Some artists even forged partnerships with specific physicians (Titian and Andreas Vesalius are perhaps the best- known example), in which the physicians would allow the artists to assist in dissections (highly restricted at the time) in exchange for anatomical drawings and illustrations. The Florentine sculptor Baccio Bandinelli, who appears to have run an academy for the teaching young artists has said, “I will show you that I know how to dissect the brain, and also living men, as I have dissected dead ones to learn my art”. Circumstantial evidence suggests that a number of other artists also attempted direct dissections.

Giorgio Vasari’s Lives of the Artists states that the great Florentine sculptor, painter, and printmaker Antonio Pollaiuolo who was the “first master to skin many human bodies in order to investigate the muscles and understand the nude in a more modern way.” Giving credence to Vasari’s claim, Pollaiuolo’s highly influential engraving of the Battle of Naked Men displays the figures of the nude warriors with nearly flayed musculature, seen in fierce action poses and from various angles.



Leonardo da Vinci and Michelangelo are also known to have undertaken detailed anatomical dissections at various points in their long careers. Leonardo da Vinci, who is without doubt the most significant artist-anatomist of all time, first undertook a series of detailed studies of the human skull in 1489, borrowing from the architect’s rigorous technique of representing three- dimensional forms in plan, section, elevation, and perspective view. He thereby invented a new vocabulary for the history of scientific illustration. Leonardo produced his most precisely drawn dissections of the human body in 1510–11, probably working under the direction of the young professor of anatomy, Marcantonio della Torre, from the University of Pavia. However, his methods of illustrating the dissection of muscles in layers, as well as some of his “plan, section, and elevation” techniques, seem to have become widely disseminated, and were incorporated in the first comprehensively illustrated Renaissance treatise, Andreas Vesalius’ De humani corporis fabrica, published in Basel in 1543. The Renaissance may be best known for its artworks: Michelangelo’s Sistine Chapel and “David,” and Da Vinci’s “Mona Lisa” and “Vitruvian Man” have without a doubt shaped the course of art history. Italian Renaissance artists became anatomists by necessity, as they attempted to refine a more lifelike, sculptural portrayal of the human figure. Indeed, until about 1500– 1510, their investigations surpassed much of the knowledge of anatomy that was taught at the universities.

In turn, physicians contracted artists to draw illustrations for the high volume of texts coming out in the field of anatomy, made possible by Gutenberg’s invention of the printing press around 1440.
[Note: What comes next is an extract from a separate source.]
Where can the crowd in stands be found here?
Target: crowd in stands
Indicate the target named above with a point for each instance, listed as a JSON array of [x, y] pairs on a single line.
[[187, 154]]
Reading this history of art would of course motivate artists and art students to enter into biology labs in order to study cadavers. This gives confidence to those who are intrigued to attain perfection in their anatomical drawings in order to shape up their artistic career. And why not when one has an easy access in all legal ways along with good assistance it becomes easier to perfect his/her drawing skills. Who knows, how many Leonardos and Michelangelos are born in the time to come, who might take Mona Lisa and Sistine Chapel to another level of perfection! Since this is a highly advanced and technologically equipped time period, where there is access to anything and everything. This is the best time period for an artist to fully depict and express oneself in whatever form he/she wishes to, which can be well quoted as “freedom of expression”!